The problem is that the observed "discreteness" is not due to highly localized wave packet. In a double-slit experiment the wave is wide and the observed signals are discrete, at certain positions whose uncertainty is much smaller than the wave size. So the "wave picture" consists of (drawn by) many discrete points.
It looks like before the screen, particles propagate as a wave, they "know "about rather distant obstacles, and while registration they show discreteness, as if they were "point-like" entities. Thus we assign the wave to a probability amplitude rather than to the particle wave packet concentration.
If a particle is indeed point-like or small, how does it know about distant obstacles? Note, for determining the wave propagation, one should take into account some boundary conditions, which are "distant", but influence the wave form. Hence, people speak of this duality.

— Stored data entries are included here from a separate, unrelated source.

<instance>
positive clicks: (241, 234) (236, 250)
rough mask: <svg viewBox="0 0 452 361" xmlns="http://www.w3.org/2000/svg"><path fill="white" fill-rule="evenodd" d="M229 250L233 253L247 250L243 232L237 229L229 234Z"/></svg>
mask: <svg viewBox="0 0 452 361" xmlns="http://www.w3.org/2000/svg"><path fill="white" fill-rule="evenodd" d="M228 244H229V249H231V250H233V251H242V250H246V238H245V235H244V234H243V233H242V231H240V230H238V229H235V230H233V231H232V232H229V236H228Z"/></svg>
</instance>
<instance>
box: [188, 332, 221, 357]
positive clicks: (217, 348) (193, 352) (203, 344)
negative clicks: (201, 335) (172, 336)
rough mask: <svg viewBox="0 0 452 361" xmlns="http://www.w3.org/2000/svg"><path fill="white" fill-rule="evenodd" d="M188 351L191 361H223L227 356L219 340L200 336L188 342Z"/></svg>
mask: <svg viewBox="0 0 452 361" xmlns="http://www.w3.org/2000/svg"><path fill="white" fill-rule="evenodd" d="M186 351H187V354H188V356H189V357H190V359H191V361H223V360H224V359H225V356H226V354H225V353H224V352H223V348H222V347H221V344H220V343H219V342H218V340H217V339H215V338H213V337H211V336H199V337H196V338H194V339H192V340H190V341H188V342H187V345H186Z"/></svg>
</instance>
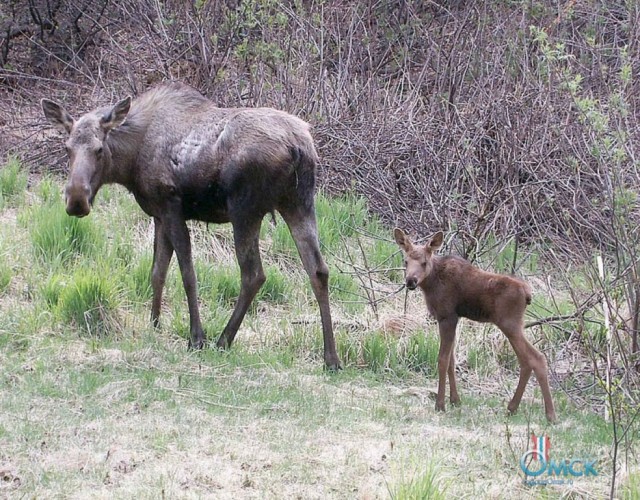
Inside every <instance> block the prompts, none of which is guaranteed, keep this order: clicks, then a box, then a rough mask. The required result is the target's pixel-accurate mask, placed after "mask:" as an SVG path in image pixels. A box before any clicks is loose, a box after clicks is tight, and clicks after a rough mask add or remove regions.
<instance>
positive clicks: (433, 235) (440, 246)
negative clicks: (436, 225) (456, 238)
mask: <svg viewBox="0 0 640 500" xmlns="http://www.w3.org/2000/svg"><path fill="white" fill-rule="evenodd" d="M443 241H444V233H443V232H442V231H438V232H437V233H436V234H434V235H433V236H432V237H431V239H430V240H429V243H427V246H428V247H429V248H431V249H432V250H437V249H438V248H440V247H441V246H442V242H443Z"/></svg>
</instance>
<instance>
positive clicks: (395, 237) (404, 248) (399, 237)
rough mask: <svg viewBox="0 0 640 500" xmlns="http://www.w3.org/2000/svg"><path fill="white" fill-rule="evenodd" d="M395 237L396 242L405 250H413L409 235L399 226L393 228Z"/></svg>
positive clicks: (402, 248)
mask: <svg viewBox="0 0 640 500" xmlns="http://www.w3.org/2000/svg"><path fill="white" fill-rule="evenodd" d="M393 237H394V238H395V239H396V243H397V244H398V245H399V246H400V248H402V249H403V250H404V251H405V252H408V251H409V250H411V241H409V238H407V235H406V234H404V231H403V230H402V229H400V228H399V227H397V228H395V229H394V230H393Z"/></svg>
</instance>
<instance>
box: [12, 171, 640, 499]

@Dilaton: As I have no right to reply to your comment and to comment the post, I am writing my disagreement in the answer body. A detector can reveal the effect of extendedness of a photon. For example, if a photon has a very narrow width in energy, i.e., if is is nearly monochromatic, in order to register it "completely" by absorption, the detector should not change its velocity (or state) during detecting. The period of detecting should be rather large for such a photon (a long wave-train, many-many wave-lengths). Otherwise the photon may escape detecting (I mean a resonance or a thershold method).